# S-Works road chainset spider, carbon or alloy?



## Rick Draper (Jan 17, 2012)

I am getting a S-Works chainset and I wanted some advice on which spider to choose. Do most people run the alloy or the carbon one? And which in people's opinion is the best one to go for?


----------



## carbonLORD (Aug 2, 2004)

I run the carbon (of course). 177.5 S-Works Matte Finish Crank Arms, 54/39 S-Works Team Chain Rings, and the carbon spider on my 2013 S-Works Venge.


----------



## jsedlak (Jun 17, 2008)

Caron for sure!


----------



## Nismo4x4 (May 6, 2012)

I've ran both the alloy (130bcd) and carbon (110bcd) spiders and have noticed zero difference in regards to stiffness. The only issue many had with the alloy spiders is that they were silver, which Specialized seems to have remedied by painting them black to make it virtually impossible to distinguish the two. Do you need to save maybe 20 grams at most on a spider? Some would argue this, but if money is no object, then you won't need me telling you which is best.

P.S.- And this is coming from a racer/weight weenie.


----------



## TheBaron (Jun 5, 2013)

You need to buy crank arms, chain rings and a spider. The 3 together cost £700 with the carbon spider and only £50 less for the alloy spider. For me this was a no brainer, everything else on my bike is carbon so for such a small amount extra why would I not get a carbon spider?


----------



## carbonLORD (Aug 2, 2004)

Nismo4x4 said:


> Specialized seems to have remedied by painting them black to make it virtually impossible to distinguish the two.

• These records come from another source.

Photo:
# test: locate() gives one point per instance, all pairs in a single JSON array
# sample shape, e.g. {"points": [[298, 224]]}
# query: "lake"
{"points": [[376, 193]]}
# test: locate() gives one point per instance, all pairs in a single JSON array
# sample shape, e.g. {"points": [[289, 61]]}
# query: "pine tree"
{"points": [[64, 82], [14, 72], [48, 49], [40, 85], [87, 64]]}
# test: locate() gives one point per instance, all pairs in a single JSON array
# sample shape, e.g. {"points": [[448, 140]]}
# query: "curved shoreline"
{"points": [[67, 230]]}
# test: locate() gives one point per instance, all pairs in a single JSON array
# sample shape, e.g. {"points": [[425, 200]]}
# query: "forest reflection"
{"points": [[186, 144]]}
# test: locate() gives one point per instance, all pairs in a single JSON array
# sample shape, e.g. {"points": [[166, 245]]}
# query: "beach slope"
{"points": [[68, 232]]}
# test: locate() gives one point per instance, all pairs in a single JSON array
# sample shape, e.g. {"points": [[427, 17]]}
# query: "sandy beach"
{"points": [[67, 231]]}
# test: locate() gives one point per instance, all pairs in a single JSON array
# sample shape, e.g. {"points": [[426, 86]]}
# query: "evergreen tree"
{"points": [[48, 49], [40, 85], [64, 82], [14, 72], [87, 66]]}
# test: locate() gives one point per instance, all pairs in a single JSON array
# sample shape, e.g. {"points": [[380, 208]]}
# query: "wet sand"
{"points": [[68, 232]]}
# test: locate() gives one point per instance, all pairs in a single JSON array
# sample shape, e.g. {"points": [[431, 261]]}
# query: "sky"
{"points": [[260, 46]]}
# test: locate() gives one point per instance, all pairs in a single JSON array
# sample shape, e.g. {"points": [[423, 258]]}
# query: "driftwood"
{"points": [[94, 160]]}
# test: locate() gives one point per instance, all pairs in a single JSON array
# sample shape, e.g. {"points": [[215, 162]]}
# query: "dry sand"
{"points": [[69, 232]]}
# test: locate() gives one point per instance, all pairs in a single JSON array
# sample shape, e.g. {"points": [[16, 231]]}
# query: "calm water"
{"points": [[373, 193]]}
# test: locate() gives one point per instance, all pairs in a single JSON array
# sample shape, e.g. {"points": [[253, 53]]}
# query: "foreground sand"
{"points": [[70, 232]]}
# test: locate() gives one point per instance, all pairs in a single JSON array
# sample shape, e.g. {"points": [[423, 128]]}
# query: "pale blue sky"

Actually Specialized makes two different black alloy versions. 2011 was the year of the more gloss finished black alloy spider. For 2012+ they matted the finish a bit but neither are similar to the matte finish of the carbon spider which matches the matte crank arms and matte finish of certain Specialized frames perfectly.

The attention is in the details.


----------



## 2Slo4U (Feb 12, 2005)

I went with the alloy one. so far, nobody has commented on it nor have I been struck by lightning for committing such a crime against humanity.....


----------